La visita vale la pena.
Dice
una vecina que la plaza de Oriente se llena de paseantes a las ocho de la tarde
todos los días. Los jardines, que no valen gran cosa, y la explanada de
palacio. Tertulias en torno a la estatua de Felipe IV y su caballo en corveta.
El monumento, con su pedestal y sus fuentes, da para mucha gente. No se
guardarán distancias. Esta tarde han multado con 600 euros a uno que pasaba
corriendo antes de hora. Un ráner. Un runner.
Solo se consienten carreras a partir de las ocho. O de madrugada. A las
seis es de noche, los gorriones duermen, los mirlos también.
El
alboroto de la convocatoria de la plaza de Oriente, pero esta mañana, en la
plaza de la Paja, ni gatos, ni perro a la vista, nadie. Nublado y fresco. La
reforma de La Malaje progresa en serio. “Próxima apertura”. No se sabe cuándo. Hay
bronca entre los dueños de terrazas, que son en la Paja muchas, demasiadas. La
más nutrida, la de La Musa Latina, en la esquina de la calle Redondilla.
En
el local de La Musa hubo un restaurante vasco, el Gure Etxea, guipuzcoano.
Cocina tradicional, antes de la implantación del canon de la Nueva Cocina, que
tanto lo cambió todo. Hace treinta y tantos años, una noche de invierno, sábado
después del cierre, asaltaron el Gure Etxea tres jóvenes atracadores provistos
de armas cortas y de fuego, el dueño amenazado esgrimió una pistola que tenía a
mano, les hizo frente, hubo un forcejeo y el cabecilla de la terna resultó
herido de muerte. Hubo largos pleitos, juicios, no prosperó el recurso de
legítima defensa y con el cambio de siglo cerró el Gure Etxea. Y eso que perdió
el barrio. El escudo de piedra que reclama rango de nobleza sigue plantado en
la fachada. El resto del local, con vigas de madera vistas, ambiente algo
teatral de caserío, fue desmantelado. Pasó al olvido.
Cada
uno de las siete fachadas de la acera de impares de Redondilla está pintada de
un distinto color.
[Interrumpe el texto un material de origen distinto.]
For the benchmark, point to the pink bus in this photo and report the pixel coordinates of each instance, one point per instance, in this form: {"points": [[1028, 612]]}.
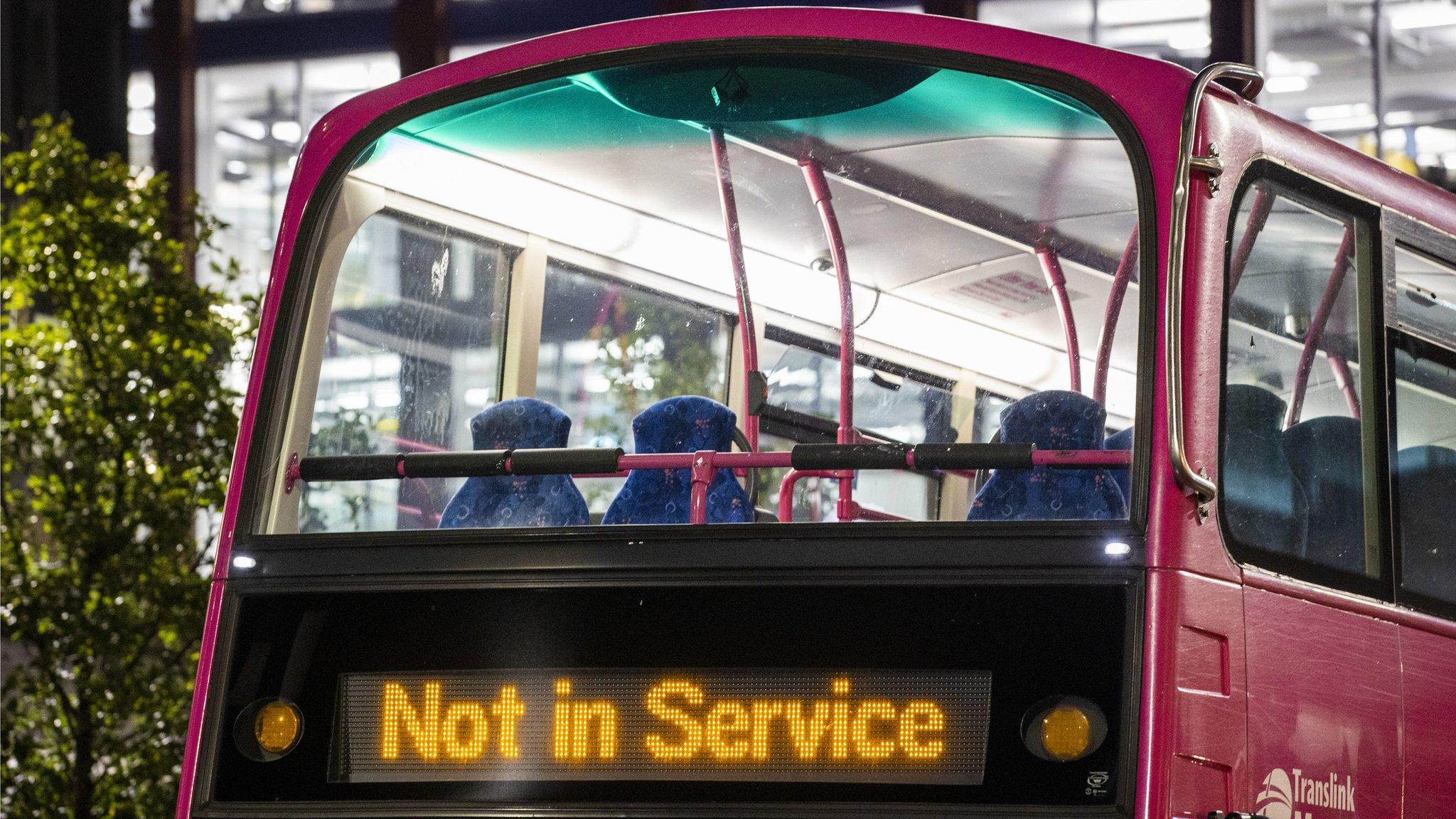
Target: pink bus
{"points": [[762, 413]]}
Las alturas están niveladas, las siete, que no es común. La
construcción es similar. Pero es como el arco iris. Hay una casa de amarillo
limón, otra celeste, otra gris perla, una siena claro, otra de siena tostado.
Desde la calzada, a la altura del 9, se contempla entera la fachada de San
Miguel, con sus dos orejones de piedra.
En
el mirador del Ventorrillo, en la morería, no había a las once tampoco nadie.
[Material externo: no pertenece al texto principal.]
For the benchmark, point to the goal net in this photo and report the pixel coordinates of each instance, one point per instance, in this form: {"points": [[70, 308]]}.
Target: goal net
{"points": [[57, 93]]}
Hacía fresquito. Los habituales se dejan caer a la puesta del sol. Es
sorprendente cuánto puede cambiar el horizonte con solo ganar diez pasos entre
las acacias. La vista mejor es la primera, la de entrada. La de menos gracia,
la última, porque la catedral se come el paisaje. No es la de Burgos,
precisamente. Ni la de León ni la de Palencia. Sino un edificio invasivo.
En
la pista de balonmano del jardín de las Vistillas peleaban por una pelota de
goma dos perras incansables. Sus dueños hablaban a cinco metros de distancia.
Se oía desde la acera de la plaza la conversación entera. Nada interesante. La
placa de cerámica que identifica el que fue estudio de Ignacio Zuloaga, en la
plaza de Gabriel Miró, al final de Don Pedro, es muy recargada. El Número 3
está esmaltado en dorado posmodernista. El tres no es fácil de identificar. Y,
en fin, muy redicha la leyenda: “Barrio de las Aguas. Campillo de las Vistillas
de San Francisco”. Pero no hay mención del artista. Su busto en piedra reposa
en una esquina del jardín. La talla es poderosa. Bello su aparente artificio.
Y
al mercado. Por cerezas, albaricoques, peras y un tomate rosa de Barbastro, que
bien triturado y aceitado, ligeramente salado y acompañado de cuatro anchoas de
Santoña bien aplastadas ha sido rico manjar a la hora de comer. Y un puré de
alubias de Mendavia. Y una cuajada de oveja.